If you’re curious (or maybe even skeptical) about what the inliner is doing to your code, you can use the -Yopt-log-inline
flag to produce a trace of the inliner’s work:
package my.project
class C {
def f(a: Array[Int]) = a.map(_ + 1)
}
$> scalac Test.scala -opt:l:inline '-opt-inline-from:**' -Yopt-log-inline my/project/C.f
Inlining into my/project/C.f
inlined scala/Predef$.intArrayOps (the callee is annotated `@inline`). Before: 15 ins, after: 30 ins.
inlined scala/collection/ArrayOps$.map$extension (the callee is a higher-order method, the argument for parameter (evidence$6: Function1) is a function literal). Before: 30 ins, after: 94 ins.
inlined scala/runtime/ScalaRunTime$.array_length (the callee is annotated `@inline`). Before: 94 ins, after: 110 ins.
[...]
rewrote invocations of closure allocated in my/project/C.f with body $anonfun$f$1: INVOKEINTERFACE scala/Function1.apply (Ljava/lang/Object;)Ljava/lang/Object; (itf)

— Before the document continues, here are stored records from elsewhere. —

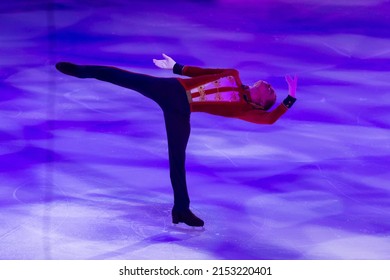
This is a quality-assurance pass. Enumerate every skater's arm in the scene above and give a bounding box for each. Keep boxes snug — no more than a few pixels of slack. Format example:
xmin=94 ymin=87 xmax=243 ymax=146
xmin=238 ymin=95 xmax=296 ymax=124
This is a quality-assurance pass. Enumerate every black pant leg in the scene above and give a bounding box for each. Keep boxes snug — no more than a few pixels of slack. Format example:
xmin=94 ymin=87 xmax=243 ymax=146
xmin=164 ymin=111 xmax=191 ymax=211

inlined my/project/C.$anonfun$f$1 (the callee is a synthetic forwarder method). Before: 654 ins, after: 666 ins.
inlined scala/runtime/BoxesRunTime.boxToInteger (the callee is a forwarder method with boxing adaptation). Before: 666 ins, after: 674 ins.
Explaining the details here is out of scope for this post. We defer this discussion to a follow-up post that will explain the internals of the Scala optimizer in more detail.
The goal of this article was to explain why the Scala optimizer exists and give a rough explanation what it can and cannot do. It also showed how to configure and use the optimizer in your project.
In the next post, we will go into detail about how the optimizer works, what transformations are applied, and how they work together. We will also measure performance improvements that the optimizer can bring. Finally, we will look at related projects, dive a little more into the history of the optimizer, and discuss ideas for the future.